Flash floods and urban flooding are directly linked to heavy precipitation and are expected to increase as a result of increases in heavy precipitation events.
River flooding occurs when surface water drained from a watershed into a stream or a river exceeds channel capacity, overflows the banks, and inundates adjacent low lying areas. Riverine flooding depends on precipitation as well as many other factors, such as existing soil moisture conditions and snowmelt.
Coastal flooding is predominantly caused by storm surges that accompany hurricanes and other storms that push large seawater domes toward the shore. Storm surge can cause deaths, widespread infrastructure damage, and severe beach erosion. Storm-related rainfall can also cause inland flooding and is responsible for more than half of the deaths associated with tropical storms. Climate change affects coastal flooding through sea level rise and storm surge, and increases in heavy rainfall during storms.
Increasingly, humanity is also adding to weather-related factors, as human-induced warming increases heavy downpours, causes more extensive storm surges due to sea level rise, and leads to more rapid spring snowmelt.
Worldwide, from 1980 to 2009, floods caused more than 500,000 deaths and affected more than 2.8 billion people. In the United States, floods caused 4,586 deaths from 1959 to 2005 while property and crop damage averaged nearly 8 billion dollars per year (in 2011 dollars) over 1981 through 2011. The risks from future floods are significant, given expanded development in coastal areas and floodplains, unabated urbanization, land-use changes, and human-induced climate change.
There has been a substantial increase in most measures of Atlantic hurricane activity since the early 1980s, the period during which high quality satellite data are available.,, These include measures of intensity, frequency, and duration as well as the number of strongest (Category 4 and 5) storms.

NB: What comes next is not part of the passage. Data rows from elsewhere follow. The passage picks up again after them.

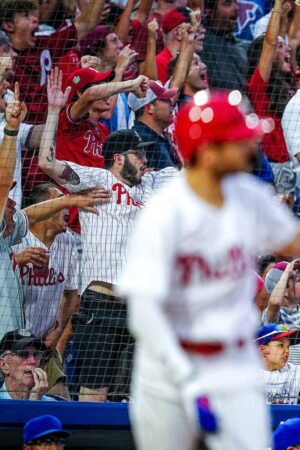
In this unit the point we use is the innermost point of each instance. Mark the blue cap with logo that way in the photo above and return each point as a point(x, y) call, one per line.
point(287, 434)
point(43, 426)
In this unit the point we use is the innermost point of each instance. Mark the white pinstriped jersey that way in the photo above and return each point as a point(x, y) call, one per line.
point(202, 257)
point(43, 294)
point(104, 237)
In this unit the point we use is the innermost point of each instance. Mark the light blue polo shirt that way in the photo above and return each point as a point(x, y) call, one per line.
point(11, 293)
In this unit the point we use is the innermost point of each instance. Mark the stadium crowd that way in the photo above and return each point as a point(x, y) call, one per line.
point(89, 91)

The recent increases in activity are linked, in part, to higher sea surface temperatures in the region that Atlantic hurricanes form in and move through. Numerous factors have been shown to influence these local sea surface temperatures, including natural variability, human-induced emissions of heat-trapping gases, and particulate pollution. Quantifying the relative contributions of natural and human-caused factors is an active focus of research.
Storm surges reach farther inland as they ride on top of sea levels that are higher due to warming.
Hurricane development, however, is influenced by more than just sea surface temperature. How hurricanes develop also depends on how the local atmosphere responds to changes in local sea surface temperatures, and this atmospheric response depends critically on the cause of the change., For example, the atmosphere responds differently when local sea surface temperatures increase due to a local decrease of particulate pollution that allows more sunlight through to warm the ocean, versus when sea surface temperatures increase more uniformly around the world due to increased amounts of human-caused heat-trapping gases.
By late this century, models, on average, project an increase in the number of the strongest (Category 4 and 5) hurricanes. Models also project greater rainfall rates in hurricanes in a warmer climate, with increases of about 20% averaged near the center of hurricanes.
F. Change in Other Storms
Winter storms have increased in frequency and intensity since the 1950s, and their tracks have shifted northward over the United States., Other trends in severe storms, including the intensity and frequency of tornadoes, hail, and damaging thunderstorm winds, are uncertain and are being studied intensively. There has been a sizable upward trend in the number of storms causing large financial and other losses. However, there are societal contributions to this trend, such as increases in population and wealth.